Did he give any examples of the fabricated stories? Like you I rarely refer to the Telegraph.
Back at the bitchfest already. Michael Howard and Shirley Williams, elder statespeople we could fairly expect to be able to see both sides of an issue, on the radio this morning. Both started with the obligatory 'after the terrible events....we have to calm down' then both got rather hysterical, talking over each other, demanding more time to speak etc. To be fair Howard was marginally less hysterical and did make one very clear point (I wonder if this is a Leave strategy or just Howard talking) : there are only 3 facts (as opposed to speculation) that can be claimed, all in the event of leave -
- we will no longer need to pay our membership fees
- we will no longer have an open border to EU migrants
- we will no longer have to factor the European Court of Justice into our decision making
Of course the debate is about whether the consequences of these things would be good or bad. And the answer is 'a bit of both'. But this is a pretty clear and undeniable statement.
If I am offering Leave some positives, I should do the same for Remain. Much has been made of EU regulation. It is true that since 2008 we have voted against, and been out voted, 58 times (on issues that frankly are so technical most of us wouldn't understand or care about them), more than any other country. We have voted in favour of EU legislation over 2,200 times. So for all these laws presumably we would have created the same through Parliament without the EU. France takes a different approach - rather than vote against it abstains when it disagrees and knows it will be outvoted. And it does it much more often, as it is a dirigiste regime, and the EU is a free market one.

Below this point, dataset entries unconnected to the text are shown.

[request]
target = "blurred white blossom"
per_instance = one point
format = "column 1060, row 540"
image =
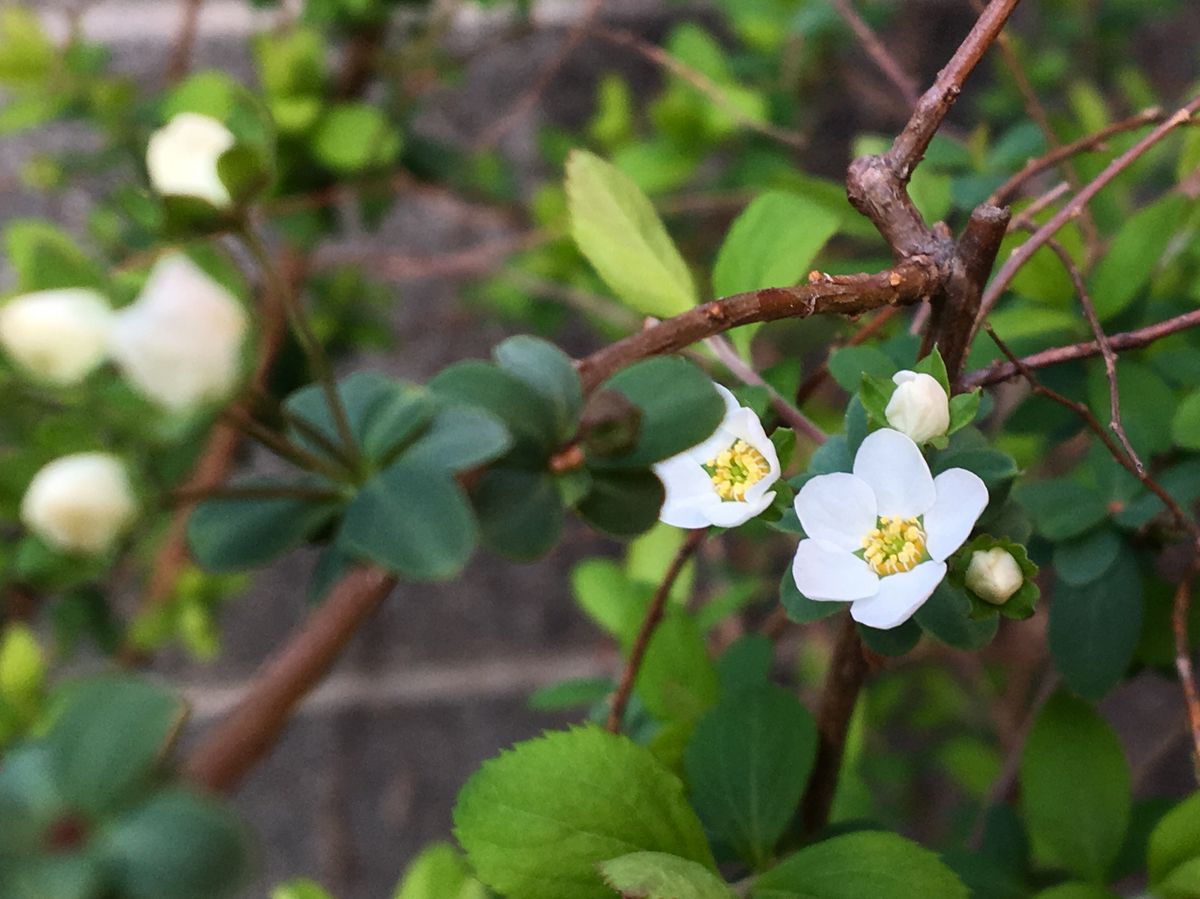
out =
column 79, row 503
column 181, row 159
column 58, row 336
column 180, row 342
column 919, row 407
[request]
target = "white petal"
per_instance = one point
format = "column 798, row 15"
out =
column 899, row 597
column 961, row 498
column 826, row 571
column 838, row 508
column 894, row 468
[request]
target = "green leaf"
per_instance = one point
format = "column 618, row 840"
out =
column 618, row 231
column 549, row 371
column 677, row 681
column 857, row 865
column 178, row 844
column 657, row 875
column 1175, row 840
column 439, row 873
column 238, row 534
column 1129, row 263
column 679, row 409
column 413, row 521
column 622, row 503
column 520, row 513
column 1095, row 628
column 772, row 244
column 1083, row 561
column 591, row 795
column 109, row 738
column 748, row 762
column 355, row 137
column 1074, row 789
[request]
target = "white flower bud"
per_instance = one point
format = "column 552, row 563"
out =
column 994, row 575
column 919, row 407
column 59, row 336
column 179, row 343
column 181, row 159
column 79, row 503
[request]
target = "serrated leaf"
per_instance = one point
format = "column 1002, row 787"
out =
column 618, row 231
column 593, row 796
column 1074, row 789
column 748, row 762
column 657, row 875
column 857, row 865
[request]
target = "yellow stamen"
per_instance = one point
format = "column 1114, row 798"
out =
column 895, row 545
column 736, row 469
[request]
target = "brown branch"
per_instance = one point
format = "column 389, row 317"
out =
column 1183, row 665
column 883, row 60
column 1090, row 143
column 825, row 294
column 653, row 616
column 1001, row 371
column 844, row 682
column 246, row 735
column 1025, row 251
column 700, row 81
column 528, row 100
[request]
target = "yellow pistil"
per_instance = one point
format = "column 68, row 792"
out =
column 894, row 545
column 737, row 469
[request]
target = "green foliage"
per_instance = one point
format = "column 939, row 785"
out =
column 592, row 795
column 1074, row 789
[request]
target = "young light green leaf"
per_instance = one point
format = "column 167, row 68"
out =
column 618, row 231
column 856, row 865
column 748, row 762
column 591, row 795
column 1075, row 789
column 657, row 875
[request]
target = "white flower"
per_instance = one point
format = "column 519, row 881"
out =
column 725, row 479
column 919, row 406
column 994, row 575
column 181, row 159
column 880, row 538
column 59, row 336
column 179, row 343
column 79, row 503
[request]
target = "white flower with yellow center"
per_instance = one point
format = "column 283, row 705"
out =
column 880, row 538
column 726, row 479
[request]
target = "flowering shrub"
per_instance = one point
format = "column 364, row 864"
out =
column 846, row 435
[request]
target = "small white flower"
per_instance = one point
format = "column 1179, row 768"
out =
column 181, row 159
column 994, row 575
column 880, row 538
column 179, row 343
column 919, row 406
column 79, row 503
column 59, row 336
column 724, row 480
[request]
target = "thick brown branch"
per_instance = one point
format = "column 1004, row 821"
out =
column 653, row 616
column 825, row 294
column 237, row 744
column 844, row 682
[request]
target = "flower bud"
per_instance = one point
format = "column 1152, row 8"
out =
column 994, row 575
column 919, row 407
column 59, row 336
column 79, row 503
column 179, row 343
column 181, row 159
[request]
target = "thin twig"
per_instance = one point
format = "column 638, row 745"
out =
column 653, row 616
column 700, row 81
column 1183, row 665
column 883, row 60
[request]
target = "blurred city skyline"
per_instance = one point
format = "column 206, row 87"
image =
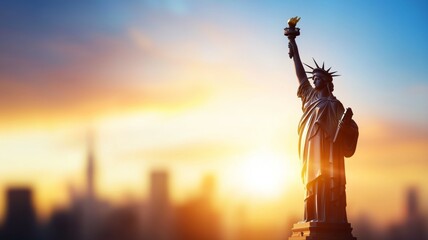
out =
column 196, row 87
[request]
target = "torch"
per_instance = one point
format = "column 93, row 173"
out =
column 291, row 31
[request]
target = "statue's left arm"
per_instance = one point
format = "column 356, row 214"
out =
column 349, row 138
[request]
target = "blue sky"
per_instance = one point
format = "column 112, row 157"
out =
column 209, row 77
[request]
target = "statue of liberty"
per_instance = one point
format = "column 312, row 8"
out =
column 327, row 134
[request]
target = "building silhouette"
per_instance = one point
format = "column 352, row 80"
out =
column 159, row 225
column 20, row 220
column 197, row 218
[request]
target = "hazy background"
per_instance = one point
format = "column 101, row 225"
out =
column 206, row 87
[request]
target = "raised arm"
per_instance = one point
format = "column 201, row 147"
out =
column 294, row 53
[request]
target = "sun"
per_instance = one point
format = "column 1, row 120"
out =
column 263, row 175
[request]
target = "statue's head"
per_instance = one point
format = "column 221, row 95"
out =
column 322, row 77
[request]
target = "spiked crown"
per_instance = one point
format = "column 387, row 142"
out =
column 322, row 70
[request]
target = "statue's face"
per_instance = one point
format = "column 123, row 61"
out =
column 319, row 81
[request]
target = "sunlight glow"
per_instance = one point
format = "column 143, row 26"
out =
column 263, row 175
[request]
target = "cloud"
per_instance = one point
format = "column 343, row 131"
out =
column 192, row 153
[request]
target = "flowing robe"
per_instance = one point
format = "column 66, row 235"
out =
column 323, row 169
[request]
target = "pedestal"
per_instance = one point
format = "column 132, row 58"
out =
column 322, row 231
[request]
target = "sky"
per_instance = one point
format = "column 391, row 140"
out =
column 200, row 87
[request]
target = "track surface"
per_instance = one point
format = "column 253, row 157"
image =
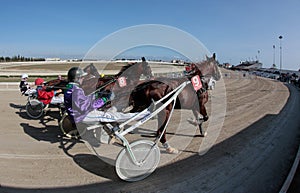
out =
column 253, row 153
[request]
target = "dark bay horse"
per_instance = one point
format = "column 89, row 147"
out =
column 143, row 94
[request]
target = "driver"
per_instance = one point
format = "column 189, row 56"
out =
column 82, row 108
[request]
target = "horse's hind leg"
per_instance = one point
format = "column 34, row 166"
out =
column 198, row 122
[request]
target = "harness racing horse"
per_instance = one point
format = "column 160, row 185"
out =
column 144, row 94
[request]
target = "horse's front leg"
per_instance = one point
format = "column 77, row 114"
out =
column 163, row 117
column 203, row 98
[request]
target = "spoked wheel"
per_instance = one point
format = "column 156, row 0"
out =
column 147, row 155
column 68, row 127
column 34, row 108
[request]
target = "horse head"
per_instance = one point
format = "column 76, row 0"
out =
column 209, row 67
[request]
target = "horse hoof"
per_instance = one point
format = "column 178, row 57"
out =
column 203, row 134
column 172, row 150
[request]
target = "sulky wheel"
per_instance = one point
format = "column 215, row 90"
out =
column 68, row 127
column 146, row 153
column 34, row 109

There are 3 areas where we would have significant leeway in making changes in terms of law if we leave:
- employment law - we already have the weakest/most 'free market' (depending on your perspective) in the EU
- environmental law - if our beaches are cleaner now than 20 years ago it is entirely due to EU law
- regulation of the financial sector - for those with short memories poor regulation of this charming and life affirming industry was partly responsible for the now 8 years of austerity we have been going through.
I am surprised more has not been made of this.
Finally, would this be a fair characterisation of the way the Leave campaign is now positioning itself?
- anti establishment/ elite
- pro ' working class British'
- anti big business, especially multinationals
- pro 'democracy'
Given the personal backgrounds of most of the leadership of the campaign, this is some trick to pull off.